O decreto penal definitivo, que é enviado em anexo, determina uma pena de suspensão, por um período de três anos. O sacerdote fica assim proibido de exercer todos os atos do poder de ordem, com exceção da celebração da Eucaristia em privado; todos os atos do poder de governo; e o exercício de todos os direitos e funções inerentes ao ofício.
A esta pena estão anexos: um programa de tratamento de dependência de álcool, de acompanhamento psicológico e retiro espiritual anual de um mês em instituição religiosa, a cumprir durante o período de suspensão.
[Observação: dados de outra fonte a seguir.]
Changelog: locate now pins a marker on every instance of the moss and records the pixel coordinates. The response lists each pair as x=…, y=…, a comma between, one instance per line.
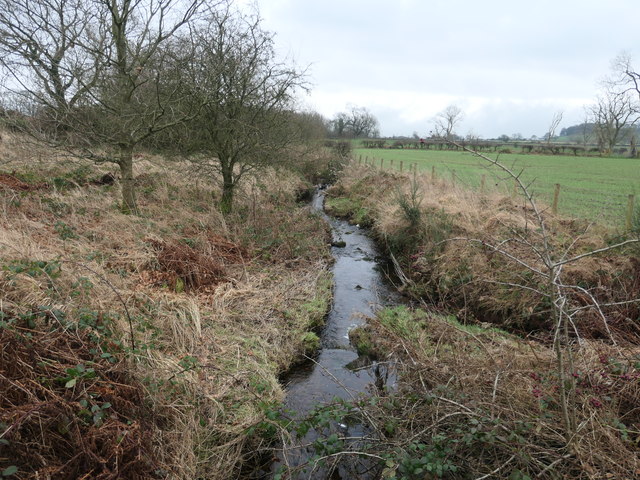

Estas medidas terão a vigilância da autoridade eclesiástica, que ficará responsável pelo cumprimento das mesmas.
A Diocese de Viseu, na pessoa do seu Bispo, D. António Luciano, reforça publicamente a sua solidariedade fraterna para com a vítima e continua atenta e vigilante, assumindo o compromisso de reforçar a prevenção, de forma a evitar atos desta natureza no âmbito eclesial.
D. ANTÓNIO LUCIANO DOS SANTOS COSTA,
POR MERCÊ DE DEUS E DA SÉ APOSTÓLICA, BISPO DE VISEU
Protocolo 706/2021 – 91085
DECRETO PENAL
De acordo com o can. 1720 do Código de Direito Canónico, após submissão ao Dicastério para a Doutrina da Fé do Decreto de encerramento do processo administrativo penal instaurado contra o clérigo presbítero Luís Miguel Figueira da Costa, atentas as observações do referido Dicastério, assim formulamos:
FACTOS E ITER PROCESSUAL
1. Em 29 de março de 2021, foi apresentada à Comissão de Proteção de Menores e Adultos Vulneráveis da Diocese de Viseu uma denúncia contra o padre Luís Miguel Figueira da Costa comunicando factos ocorridos no dia 27 de março de 2021 relacionados com um menor, na altura com 14 anos de idade, designadamente que, nessa data, foi abordado pelo denunciado, “com intenção de desenvolvimento de actos de cariz sexual”.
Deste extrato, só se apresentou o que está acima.